Art Department Juggles Online Transition

  How is the Art Department at Brooklyn College handling the new distance-learning curriculum? According to the department’s Deputy Chair, Professor Jennifer Ball: like artists would. 

   “Art is about solving problems,” said Ball. “We have professors who are trying to mail students supplies, others are using platforms like Instagram and Wetransfer for critiques. I’m really seeing the ingenuity of my colleagues through this.”

   While there’s an air or leniency towards expectations for students, the department’s faculty is working hard to finish out the semester in the most learning-conducive and effective way possible. 

   This semester, Ball is teaching two independent studies, as well as an undergraduate course with twenty-nine students. For the art historian, who’s also an advisor and overseer for the art department’s adjunct professors, the move to online courses has been challenging, but not impossible. After using the initial instructional recess to figure out the best plan of online-action, she settled on using Zoom for lectures and to account for the lost in-person class time. 

   Professor Ball also noted that programs such as the college’s Carroll and Milton Petrie Student Emergency Grant Fund, which offers up to $1,500 for eligible students who are in immediate, non-recurring emergencies, should not be overlooked. 

   After Wednesday, Mar. 11, when students and staff were informed that classes would resume entirely online for the remainder of the semester, faculty got to work on how to efficiently carry out their teaching duties. The distance-learning method, which has been adopted by schools from the elementary to the university level all over the country, poses an especially challenging problem for the art department. 

  Another art history professor and lecturer, Malka Simon, stresses the importance of being as flexible as possible with students’ work and attendance. 

   “It’s difficult for me, with five people in the house all streaming and whatnot, we had to upgrade our internet.
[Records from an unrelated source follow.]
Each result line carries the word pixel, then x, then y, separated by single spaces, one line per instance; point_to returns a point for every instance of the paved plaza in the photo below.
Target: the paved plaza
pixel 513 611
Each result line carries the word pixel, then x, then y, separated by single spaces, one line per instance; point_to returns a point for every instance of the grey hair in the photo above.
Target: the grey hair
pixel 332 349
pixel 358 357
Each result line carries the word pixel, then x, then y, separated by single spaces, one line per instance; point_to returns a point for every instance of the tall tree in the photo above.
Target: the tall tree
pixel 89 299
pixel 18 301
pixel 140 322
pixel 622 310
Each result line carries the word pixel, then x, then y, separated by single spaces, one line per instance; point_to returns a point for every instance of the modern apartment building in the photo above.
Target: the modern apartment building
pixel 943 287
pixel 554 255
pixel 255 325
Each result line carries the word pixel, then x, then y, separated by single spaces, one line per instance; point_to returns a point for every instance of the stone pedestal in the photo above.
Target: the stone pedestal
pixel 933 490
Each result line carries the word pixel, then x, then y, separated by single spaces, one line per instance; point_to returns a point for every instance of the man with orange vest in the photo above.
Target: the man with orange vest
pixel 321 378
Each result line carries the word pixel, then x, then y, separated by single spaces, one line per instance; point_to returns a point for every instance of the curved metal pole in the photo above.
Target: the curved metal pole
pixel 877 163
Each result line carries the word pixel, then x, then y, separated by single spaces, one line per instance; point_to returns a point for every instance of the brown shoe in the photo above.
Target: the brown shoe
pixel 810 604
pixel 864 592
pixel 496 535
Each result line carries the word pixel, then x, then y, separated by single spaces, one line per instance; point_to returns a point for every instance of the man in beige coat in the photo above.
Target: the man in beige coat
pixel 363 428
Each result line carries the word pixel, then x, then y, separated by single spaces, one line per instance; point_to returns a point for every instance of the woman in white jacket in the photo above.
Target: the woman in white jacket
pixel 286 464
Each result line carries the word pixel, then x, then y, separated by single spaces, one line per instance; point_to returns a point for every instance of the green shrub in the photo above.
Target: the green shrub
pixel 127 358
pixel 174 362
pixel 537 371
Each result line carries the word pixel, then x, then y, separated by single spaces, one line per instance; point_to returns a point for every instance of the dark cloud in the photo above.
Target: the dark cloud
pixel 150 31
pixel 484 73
But there are students who don’t even have Wi-Fi,” said Simon. “It’s frustrating and confusing all around.”

   The architecture historian has been using Zoom once a week for her twice-a-week classes, in order to check in with students and to more thoroughly go over the lectures, which are given to students as PowerPoints embedded with audio. While Zoom seems to be the go-to solution to the complete loss of a physical classroom, it’s not always ideal when faculty or students live with many people, including small children.

   “While some students are thankful for our class meetings because they’re so bored and stuck at home, there are others who really are struggling right now. How demanding am I supposed to be at this moment?” asked Simon.

   For both Ball and Simon, the most important thing is to be understanding with their students’ time and potential lack of resources, while still carrying out a fruitful, educational semester. 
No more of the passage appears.